Liar!
Liar?
Liar é mentiroso? Se é, tal só é verdade quando quero, quando não quero, não é mentira.
Understand? Mainly, talking with a woman, yeah! E realmente, ando a reler uma pequena
antologia de Sá de Miranda, prefaciada e comentada pelo insigne professor Rodrigues Lapa.
A mim, sempre encanta debruçar-me sobre um escrito antigo. É quase como conversarmos
com um extraterrestre! -:) Porque é outra cultura, outro mundo, muito diferente do nosso,
mas onde reconhecemos pensamento humano, racional, um nosso semelhante!

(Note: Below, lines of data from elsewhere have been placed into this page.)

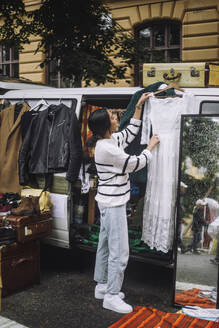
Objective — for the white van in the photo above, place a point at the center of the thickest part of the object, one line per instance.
(64, 227)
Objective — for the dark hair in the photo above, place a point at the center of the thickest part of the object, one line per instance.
(99, 123)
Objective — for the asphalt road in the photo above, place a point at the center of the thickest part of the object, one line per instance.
(64, 298)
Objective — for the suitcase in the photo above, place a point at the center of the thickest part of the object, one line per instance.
(20, 266)
(184, 74)
(7, 235)
(30, 227)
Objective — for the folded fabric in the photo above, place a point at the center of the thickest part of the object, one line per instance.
(198, 312)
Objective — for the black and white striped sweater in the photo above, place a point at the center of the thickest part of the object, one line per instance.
(114, 165)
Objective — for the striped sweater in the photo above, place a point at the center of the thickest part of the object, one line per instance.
(114, 165)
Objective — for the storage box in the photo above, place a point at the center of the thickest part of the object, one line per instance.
(184, 74)
(30, 228)
(19, 266)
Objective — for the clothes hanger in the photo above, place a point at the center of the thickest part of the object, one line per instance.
(172, 85)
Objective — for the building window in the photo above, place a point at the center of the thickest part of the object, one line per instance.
(159, 42)
(9, 61)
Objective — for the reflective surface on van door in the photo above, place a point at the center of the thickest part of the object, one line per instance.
(197, 256)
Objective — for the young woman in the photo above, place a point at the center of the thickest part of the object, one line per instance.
(113, 167)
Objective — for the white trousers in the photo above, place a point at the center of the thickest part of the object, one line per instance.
(113, 248)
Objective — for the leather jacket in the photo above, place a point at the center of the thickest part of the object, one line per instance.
(52, 144)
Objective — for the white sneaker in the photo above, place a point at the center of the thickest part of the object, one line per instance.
(115, 303)
(100, 291)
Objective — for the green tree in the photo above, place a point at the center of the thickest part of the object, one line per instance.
(79, 36)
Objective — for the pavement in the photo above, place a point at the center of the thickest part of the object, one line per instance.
(65, 296)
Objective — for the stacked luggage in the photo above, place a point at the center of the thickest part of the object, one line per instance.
(22, 225)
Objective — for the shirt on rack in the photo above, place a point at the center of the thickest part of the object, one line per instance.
(10, 143)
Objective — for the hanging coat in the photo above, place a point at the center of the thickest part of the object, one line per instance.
(10, 142)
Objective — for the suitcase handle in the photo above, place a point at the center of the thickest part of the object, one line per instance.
(170, 78)
(21, 261)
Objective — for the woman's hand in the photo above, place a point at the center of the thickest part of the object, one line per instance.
(154, 141)
(143, 98)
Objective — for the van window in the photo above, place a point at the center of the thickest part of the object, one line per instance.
(209, 107)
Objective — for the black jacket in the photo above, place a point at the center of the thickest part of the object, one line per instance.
(52, 144)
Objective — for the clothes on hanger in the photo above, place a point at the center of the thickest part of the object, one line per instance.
(10, 142)
(160, 197)
(52, 144)
(31, 114)
(4, 103)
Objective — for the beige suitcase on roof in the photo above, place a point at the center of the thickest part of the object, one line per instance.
(184, 74)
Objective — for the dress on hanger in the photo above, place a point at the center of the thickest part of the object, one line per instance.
(160, 197)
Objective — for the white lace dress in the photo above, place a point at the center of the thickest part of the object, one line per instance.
(160, 197)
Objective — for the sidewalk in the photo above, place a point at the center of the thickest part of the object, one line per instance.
(7, 323)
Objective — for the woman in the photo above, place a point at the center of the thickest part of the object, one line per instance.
(113, 167)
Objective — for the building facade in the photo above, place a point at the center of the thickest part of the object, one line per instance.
(169, 31)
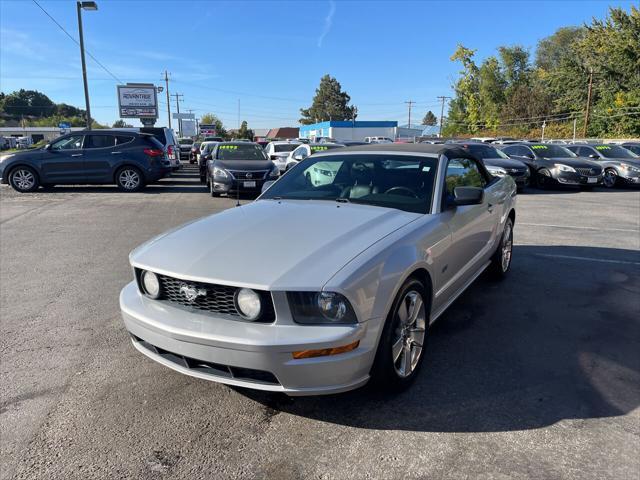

Claro, fazer isso sem guia, é impensável. Para isso servem os docentes.
Eu gosto. Só para veres a estranheza quase incompreensível (sem o apoio de Rodrigues Lapa),
aqui te deixo esta fala no diálogo de dois amigos, um que convive (Bieito) outro que se isola (Gil).
Edito só uma das falas do último. Quase não se percebe! -:) Mas é questão de entrar no tema,
na linguagem e na sintaxe, e apreender o significado de alguns idiomatismos.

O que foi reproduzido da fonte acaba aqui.